LES ANGLO-SAXONS parlent d’« Adverse Chilhood Experience » (ACE). Disons « expériences négatives de l’enfance », à savoir enfants exposés à des événements stressants et/ou traumatisants.
Sous ce vocable on inclut : les sévices (émotionnels, physiques, sexuels), l’exposition à la violence domestique (mère battue), la séparation ou le divorce des parents ou le fait de grandir dans un foyer dont les membres sont atteints d’affections mentales, toxicomanes ou ont fait de la prison.
L’ACE Study, conduite aux États-Unis, a été mise en place pour évaluer les relations à long terme entre les ACE et toute une variété de problèmes de santé à l’âge adulte. Cette étude a montré une forte relation entre les événements stressants traumatiques de l’enfance et un tabagisme ultérieur (notamment un tabagisme précoce, à, partir de 14 ans) ; comme si le tabagisme, du fait de l’action psychoactive de la nicotine, était une sorte d’auto-traitement pour lutter contre les troubles affectifs.

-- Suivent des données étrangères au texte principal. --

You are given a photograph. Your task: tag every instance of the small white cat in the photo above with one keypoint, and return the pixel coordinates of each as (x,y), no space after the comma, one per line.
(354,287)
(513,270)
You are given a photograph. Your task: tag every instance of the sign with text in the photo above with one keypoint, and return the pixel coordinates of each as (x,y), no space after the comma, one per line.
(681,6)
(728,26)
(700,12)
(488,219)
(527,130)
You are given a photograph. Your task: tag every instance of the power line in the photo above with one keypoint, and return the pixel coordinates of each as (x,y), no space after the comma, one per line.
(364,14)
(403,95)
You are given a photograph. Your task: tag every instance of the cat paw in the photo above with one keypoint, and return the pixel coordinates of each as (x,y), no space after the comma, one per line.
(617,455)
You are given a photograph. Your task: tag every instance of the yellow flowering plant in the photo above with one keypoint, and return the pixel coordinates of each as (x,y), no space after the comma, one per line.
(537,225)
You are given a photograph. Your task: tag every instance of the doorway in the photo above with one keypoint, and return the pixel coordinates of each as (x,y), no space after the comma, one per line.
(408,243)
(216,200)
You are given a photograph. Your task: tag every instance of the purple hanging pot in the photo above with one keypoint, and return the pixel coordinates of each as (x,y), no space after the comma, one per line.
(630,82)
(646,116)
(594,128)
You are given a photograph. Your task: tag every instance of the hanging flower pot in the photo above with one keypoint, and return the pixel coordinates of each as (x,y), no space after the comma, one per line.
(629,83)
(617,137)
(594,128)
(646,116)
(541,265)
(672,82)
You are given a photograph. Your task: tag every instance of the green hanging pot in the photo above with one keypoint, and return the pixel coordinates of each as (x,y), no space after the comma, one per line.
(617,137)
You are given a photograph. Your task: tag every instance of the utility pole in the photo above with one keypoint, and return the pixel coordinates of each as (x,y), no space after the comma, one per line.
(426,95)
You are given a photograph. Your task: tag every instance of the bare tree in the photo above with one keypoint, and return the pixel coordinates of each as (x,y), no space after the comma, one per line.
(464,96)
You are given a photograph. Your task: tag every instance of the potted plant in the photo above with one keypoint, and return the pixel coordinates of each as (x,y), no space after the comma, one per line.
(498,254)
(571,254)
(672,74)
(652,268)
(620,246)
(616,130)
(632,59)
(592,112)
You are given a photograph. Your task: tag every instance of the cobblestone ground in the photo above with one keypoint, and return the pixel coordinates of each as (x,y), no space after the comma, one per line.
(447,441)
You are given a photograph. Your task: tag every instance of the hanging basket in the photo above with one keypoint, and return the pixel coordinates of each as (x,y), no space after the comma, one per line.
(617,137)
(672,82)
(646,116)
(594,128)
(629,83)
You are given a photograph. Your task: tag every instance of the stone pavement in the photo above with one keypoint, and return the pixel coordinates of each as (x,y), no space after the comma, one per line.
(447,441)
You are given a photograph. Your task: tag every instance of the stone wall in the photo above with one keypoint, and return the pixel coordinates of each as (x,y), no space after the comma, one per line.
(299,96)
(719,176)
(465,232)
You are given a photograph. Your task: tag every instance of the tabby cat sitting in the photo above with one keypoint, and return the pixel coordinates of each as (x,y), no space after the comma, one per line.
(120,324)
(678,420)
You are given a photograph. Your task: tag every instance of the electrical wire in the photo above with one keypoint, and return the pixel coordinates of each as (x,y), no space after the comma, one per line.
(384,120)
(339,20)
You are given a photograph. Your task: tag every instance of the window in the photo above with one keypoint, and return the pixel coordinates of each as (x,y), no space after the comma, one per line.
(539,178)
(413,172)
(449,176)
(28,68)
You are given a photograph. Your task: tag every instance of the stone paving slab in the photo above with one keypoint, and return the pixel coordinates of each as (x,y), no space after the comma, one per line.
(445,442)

Ces liens entre ACE et tabagisme ont conduit à se demander si les ACE pouvaient majorer le risque de cancer du poumon. D’où un nouveau travail signé David Brown et coll. et publié dans « BMC Public Helath ». Entre 1995 et 1997, on a collecté des données concernant la santé et l’exposition à des ACE auprès de 17 337 adultes. On a utilisé le score ACE (qui comporte 8 catégories d’ACE) pour évaluer l’exposition à des situations traumatisantes pendant l’enfance. Pour dénombrer les cancers du poumon, on a étudié les fiches de sortie de l’hôpital et les registres de décès.
Un risque multiplié par 3.
Résultats :
- on a observé une relation graduelle entre le score ACE et le tabagisme ;
- on a identifié 64 cas de cancer du poumon sur les fiches de sortie de l’hôpital et 111 sur les registres de décès ;
- on a constaté une relation graduelle entre les ACE et l’incidence du cancer du poumon ; par rapport aux sujets non exposés à un ACE, les personnes qui présentent 6 ACE ou plus ont un risque de cancer du poumon multiplié par 3. Par ailleurs, les sujets ayant 6 ACE ou plus déclaraient leur cancer du poumon 13 ans plus tôt que ceux qui ne présentaient pas d’ACE.
Cela dit, l’accroissement du risque de cancer du poumon était du en partie seulement au tabagisme. « La survenue de cancers du poumon liés aux ACE et non attribuables à un facteur causal intermédiaire, le tabagisme, suggère l’existence d’autres mécanismes par lesquels les événements traumatiques de l’enfance affectent négativement l’état de santé », indiquent les auteurs.
« Étant donné que les expériences stressantes et traumatiques de l’enfance contribuent à l’adoption de comportements délétères pour la santé, comme le tabagisme, et l’apparition de problèmes de santé, comme le décès par cancer du poumon, ces expositions dans l’enfance devraient être reconnues comme une cause de mortalité prématurée. Il faudrait considérer que la réduction du poids de ces ACE constitue un moyen de prévention primaire du cancer du poumon et d’autres maladies liées au tabac. De plus, étant donné que le tabac n’a pas complètement expliqué la relation entre ACE et survenue de cancers du poumon, il faudrait explorer d’autres voies physiopathologiques par lesquelles les ACE peuvent influencer le risque de cancer du poumon », concluent les auteurs.
David Brown et coll. BMC Public Health sous presse.